View larger version (43K): [in this window] [in a new window]   Fig. 8. Mechanisms of CO2/H+ movement across the apical membrane of duodenal epithelium. A and B: high CO2 exposure. A: luminal CO2 diffuses into and acidifies epithelial cells due to cytosolic carbonic anhydrase (CA) activity. The generated H+ exits via basolateral NHE1 into the subepithelium, acidifying the PV blood. HCO3–, generated by cellular CA and entering via the basolateral NBC, exits via CFTR/SLC26A into the preepithelial layer, creating an alkaline microclimate, followed by conversion to CO2 by extracellular CA. Generated CO2 rediffuses into the mucosa, completing the Jacob-Stewart cycle across the apical membrane. Finally, effluent pH increases due to the presence of secreted HCO3– and absorbed CO2. In this condition, apical NHE3 is inactive or its activity is masked (see Ref. 27). B: under CFTR inhibition or dysfunction, CO2 diffusion is followed by H+ secretion via activated or unmasked NHE3 activity, creating an acidic microclimate in the preepithelial layer, damping intracellular acidification. Secreted H+ reacts with luminal HCO3–, producing CO2, which rediffuses into the cell. Since luminal HCO3– is consumed and CO2/H+ does not enter the submucosal space or the PV, HCO3– is absorbed, decreasing effluent [CO2] and [HCO3–], with unchanged PV blood gas. The destination of generated, cytosolic HCO3– remains unknown. C and D: acid exposure. C: HCO3– secreted via CFTR/SLC26A reacts with luminal H+, generating CO2, which diffuses into and acidifies epithelial cells. Generated H+ exits via NHE1, acidifying the PV. Cytosolic HCO3– exits via CFTR/SLC26A, regenerating luminal CO2 again, completing the Jacobs-Stewart cycle. Finally, effluent pH increases due to net H+ absorption (CO2 absorption combined with HCO3– secretion). Note that in an acidic solution effluent [total CO2] measured [CO2], which corresponds to secreted HCO3– minus absorbed CO2. D: under CFTR inhibition, reduced HCO3– generates less CO2, reducing CO2 diffusion into the epithelial cells, which are less acidified (2, 18). In this condition, apical NHE3 is inactive or masked due to high luminal [H+].

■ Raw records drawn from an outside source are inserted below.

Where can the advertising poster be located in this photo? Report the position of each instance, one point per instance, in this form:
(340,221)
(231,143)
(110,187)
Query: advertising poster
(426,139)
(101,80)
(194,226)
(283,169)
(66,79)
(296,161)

Another means of demonstrating a CFTR-NHE3 interaction is to examine the effect of CFTR or NHE3 inhibition on epithelial cell pH_i. In the pH_i study, CO₂-induced intracellular acidification was reduced by CFTR_inh-172 pretreatment and was increased by NHE3 inhibition, suggesting that CFTR inhibition activated NHE3 function, supporting our hypothesis. Nevertheless, CO₂-induced intracellular acidification was not associated with PV acidification or with PV CO₂ increase when CFTR and NHE3 were inhibited simultaneously. Furthermore, delayed recovery of pH_i and a delayed hyperemic response to luminal CO₂ during dual inhibition of CFTR and NHE3 suggest that disruption of apical ion transporters affects the function of basolateral acid-base transporters such as NHE1. NHE1 is the major pH_i regulator, implicated in the mechanism of acid and CO₂-induced hyperemia (3, 5) and in CO₂/H⁺ movement from the lumen to PV (27). Luminal CO₂ similarly acidified the cells during inhibition of CFTR and NHE3 but did not increase blood flow, despite intracellular acidification, also suggesting disruption of basolateral H⁺ extrusion or submucosal chemosensing.

When luminal pH is neutral, NHE3 inhibition activates CFTR to secrete HCO₃^–, whereas, during CO₂ challenge, CFTR inhibition activates NHE3 to secrete H⁺, facilitating CO₂ absorption. These findings indicate reciprocal activation of NHE3 and CFTR. CFTR and NHE3 interact via a shared regulatory complex consisting of NHE regulatory factors, ezrin, and PKA (11, 41). It is unclear, however, whether CFTR and NHE3 are coexpressed in the same cells. CFTR is expressed much less than NHE3 since CFTR is located predominantly in the crypts and basal parts of the villi (6), whereas NHE3 is most strongly expressed in the villous cells (19).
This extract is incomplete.